Dieser erschreckende Gedanke ließ ihre Tränen nicht noch heftiger fließen, wie es eigentlich hätte sein müssen, sondern paradoxerweise versiegen. Frau Lissizyna steckte das feuchte Taschentuch ein, erhob sich und ging durch das Buschwerk weiter.

Nachts in der Wohnstätte des Leidens

Es war jetzt leichter, sich auf dem Klinikgelände zu bewegen: Polina Andrejewna hatte bereits eine bessere Vorstellung von seiner Geografie, und der Mond stand hell leuchtend hoch am Himmel. Die Kriegerin wunderte sich flüchtig über das milde Klima, das der Insel selbst im November so klare, laue Nächte bescherte, und begab sich frischen Mutes zunächst zum Haus des Klinikherrn.
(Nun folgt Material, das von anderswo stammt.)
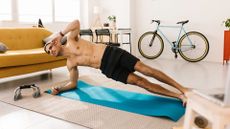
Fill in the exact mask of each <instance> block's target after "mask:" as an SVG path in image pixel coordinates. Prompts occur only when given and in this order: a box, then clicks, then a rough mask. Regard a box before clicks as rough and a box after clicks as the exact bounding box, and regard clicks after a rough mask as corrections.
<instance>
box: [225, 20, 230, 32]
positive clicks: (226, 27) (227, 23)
mask: <svg viewBox="0 0 230 129" xmlns="http://www.w3.org/2000/svg"><path fill="white" fill-rule="evenodd" d="M224 25H225V27H226V28H228V30H230V18H228V19H227V20H226V21H224Z"/></svg>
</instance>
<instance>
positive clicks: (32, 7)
mask: <svg viewBox="0 0 230 129" xmlns="http://www.w3.org/2000/svg"><path fill="white" fill-rule="evenodd" d="M18 16H19V17H18V18H19V21H20V22H35V21H37V20H38V19H39V18H41V19H42V21H44V22H51V21H52V1H51V0H18Z"/></svg>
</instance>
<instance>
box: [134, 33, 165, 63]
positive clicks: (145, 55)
mask: <svg viewBox="0 0 230 129" xmlns="http://www.w3.org/2000/svg"><path fill="white" fill-rule="evenodd" d="M154 34H155V39H154V41H153V45H152V46H150V45H149V44H150V41H151V39H152V36H153V35H154ZM163 49H164V42H163V39H162V38H161V36H160V35H159V34H157V33H155V32H152V31H149V32H145V33H144V34H143V35H142V36H141V37H140V38H139V40H138V50H139V52H140V54H141V55H142V56H143V57H145V58H147V59H155V58H157V57H159V56H160V55H161V53H162V52H163Z"/></svg>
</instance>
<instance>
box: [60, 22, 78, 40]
mask: <svg viewBox="0 0 230 129" xmlns="http://www.w3.org/2000/svg"><path fill="white" fill-rule="evenodd" d="M69 32H70V34H69V36H68V38H69V39H75V40H76V39H78V35H79V33H80V22H79V20H74V21H72V22H70V23H69V24H68V25H67V26H66V27H65V29H64V30H62V31H61V32H60V33H61V35H62V36H64V35H66V34H67V33H69Z"/></svg>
Doch die Fenster in der weißen, mit einer Kolonnade geschmückten Villa waren dunkel, der Doktor schlief schon. Die Lissizyna stand eine Weile davor und lauschte, hörte aber nichts Besonderes und ging weiter.

Nun führte sie ihr Weg zum Cottage Nummer drei, zu der Behausung des verrückten Künstlers.

Jessichin schlief nicht: Sein Haus war erleuchtet, und hinter dem hellen Rechteck eines Fensters huschte hin und wieder ein unruhiger Schatten vorbei.

Polina Andrejewna umrundete das Cottage, um von der gegenüberliegenden Seite aus hineinzuspähen.

Sie warf einen Blick hinein.

Konon Petrowitsch lief hastig an der Wand entlang und malte Mondflecke, die die Erde sprenkelten, auf das ›Abend‹-Bild. Das Gemälde war nunmehr vollendet, und in seiner Vollendung stand es dem Zauber des echten Abends in nichts nach, ja, es übertraf diesen vielleicht sogar. Doch Frau Lissizyna interessierte lediglich der Teil der Leinwand, wo der Künstler die längliche schwarze Silhouette auf Spinnenbeinen gemalt hatte. Poli-na Andrejewna blickte sie lange an, als versuche sie, eine knifflige Rätselaufgabe zu lösen.